Key Facts – Memorize These

Bill Assam Uniform Civil Code Bill, 2026
Passed on 27 May 2026 (Wednesday)
Status 3rd State UCC of independent India; 1st of the Northeast
Exempted All Scheduled Tribes; Sixth Schedule areas (BTC, Karbi Anglong, Dima Hasao); Tiwa, Tai Phake plain-tribes
Core provisions Compulsory marriage registration; uniform divorce grounds; gender-neutral intestate succession; polygamy ban; Asam Nari Shakti provisions; criminalises forcible religious conversion through marriage
Constitutional anchors Art 44 (DPSP); Art 25, 26, 29 (rights); Art 244 + Sixth Schedule; Art 371(B)
Key cases Shah Bano (1985); Sarla Mudgal (1995); John Vallamattom (2003)
Opposition position Cong + AIUDF: existing laws cover polygamy + child marriage; violates Art 25/26/29; breach of Sixth Schedule autonomy

Memory Hook

“U-G-A 2024-25-26”Uttarakhand (2024), Gujarat (2025), Assam (2026) – the three States with their own UCC statute, in order of enactment.
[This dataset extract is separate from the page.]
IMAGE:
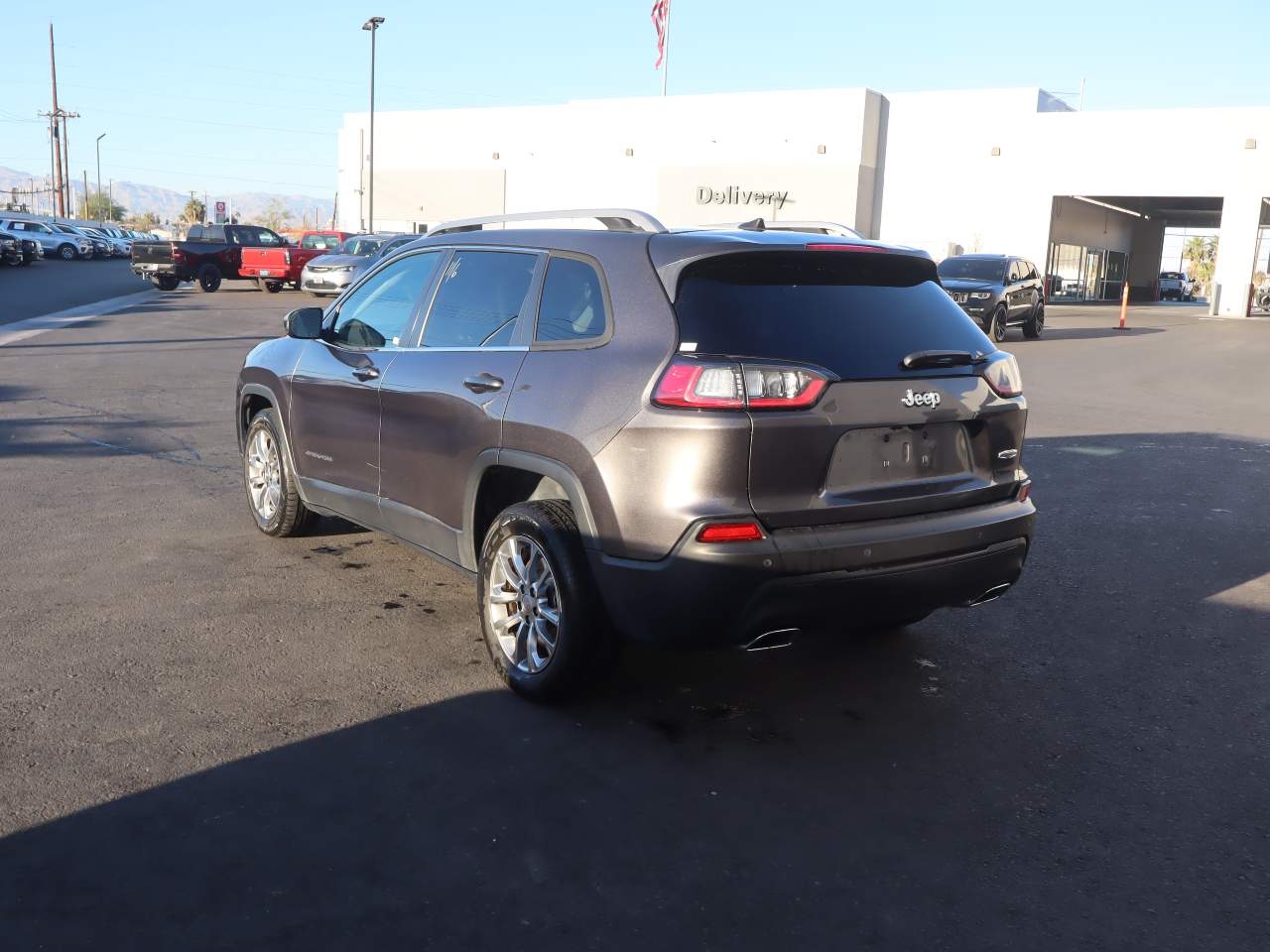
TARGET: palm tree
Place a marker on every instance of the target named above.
(1201, 254)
Add Goa (Portuguese-era civil code, not a fresh statute).

For exempt areas: “Six tribes shield Sixth Schedule” – if it’s a Scheduled Tribe or a Sixth Schedule autonomous area, the UCC doesn’t apply.

The Bill now awaits the Governor’s assent (and, given State-vs-Central concurrence on personal law in List III Entry 5, possible Presidential reference). Constitutional challenges – on Article 25/26 grounds, on Sixth Schedule autonomy, and on whether a State can validly legislate the entire field of personal law – are widely expected before the Gauhati High Court and the Supreme Court.